2
votes

I'm struggling with chisq.test in Tableau via R. I have a model in Excel which I have to replicate, but my results differ. I think the problem is in correct massaging of the data in R code...

These are the Excel values:

excel values

p-value formula in Excel is: CHISQ.TEST(F4:G4,H4:I4).

This is how Tableau looks:

tableau values

p-value formula in Tableau is:

SCRIPT_REAL("
obs_yes = .arg1;
obs_no = .arg2;
exp_yes = .arg3;
exp_no = .arg4;

df1 <- data.frame(obs_yes,obs_no);
df2 <- data.frame(exp_yes,exp_no);

print('df1 is ');
print(df1);
print('df2 is ');
print(df2);

if ( !is.na(obs_yes) && !is.na(obs_no) && !is.na(exp_yes) && !is.na(exp_no)) {
    #ChiSq = chisq.test(c(df1[8,1],df1[8,2]), p=c(df2[8,1],df2[8,2]), rescale.p=TRUE);
    ChiSq = chisq.test(df1, p=df2, rescale.p=TRUE);
    ChiSq$p.value;
} else {
    {NaN};
}
"
,[obs_yes],[obs_no],[exp_yes],[exp_no])

What I see in R debug for df1 and df2 looks OK to me:

R debug

but the p-value is not correct - looks like it is calculated over all values?

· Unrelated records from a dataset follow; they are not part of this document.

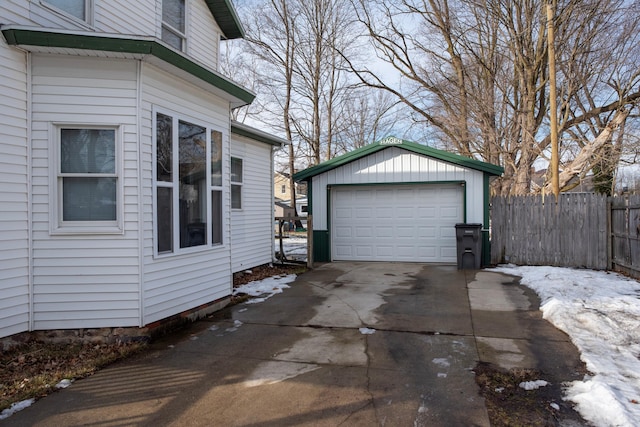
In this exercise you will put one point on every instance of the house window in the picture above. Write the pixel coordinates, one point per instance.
(87, 177)
(174, 23)
(236, 183)
(189, 208)
(216, 187)
(77, 9)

If I pass in R script only one row, then the p-value is correct:

ChiSq = chisq.test(c(df1[1,1],df1[1,2]), p=c(df2[2,1],df2[2,2]), rescale.p=TRUE);

one value

but this doesn't help, as it is a static calculation.

Any ideas?

Here is a link to the .twbx file.

Thank you,

Adrian

P.S. A working code found on a forum (for a different setup) is below, but I don't know how to adapt it for my situation.

SCRIPT_REAL(
'mm <- data.frame(commodity = .arg1);
d <- split(mm,rep(1:.arg3[1],each=.arg2[1]/.arg3[1]));
zt <-do.call?do.c(cbind, d);chisq.test(zt)$p.value'
,SUM([Number of Records]), SIZE(),[Priorities])
1
one reason your chi square values might not match is because R adds a correct to the p-value, but more related to your question why don't you use Tableau to calculate the p-value : community.tableau.com/thread/117619Mike
Mike, my value matches if I calculate it only for one row inside the R script. The problem is how to make the R script to return the p-value for each row.adim

1 Answers

1
votes

I solved the problem with inspiration from this thread.

The issue was that the R calculation should "spit" a vector of values instead of a single value.

Here is the solution, just in case anyone needed it:

SCRIPT_REAL("
obs_yes = .arg1;
obs_no = .arg2;
exp_yes = .arg3;
exp_no = .arg4;

if ( !is.na(obs_yes) && !is.na(obs_no) && !is.na(exp_yes) && !is.na(exp_no)) {
    out <- rep(NA,length(obs_yes));
    for(i in 1:length(obs_yes)) {
        out[i] <- chisq.test(c(obs_yes[i],obs_no[i]), p=c(exp_yes[i],exp_no[i]), rescale.p=TRUE)$p.value;
    }
    out
} else {
    {NaN};
}
"
,[obs_yes],[obs_no],[exp_yes],[exp_no])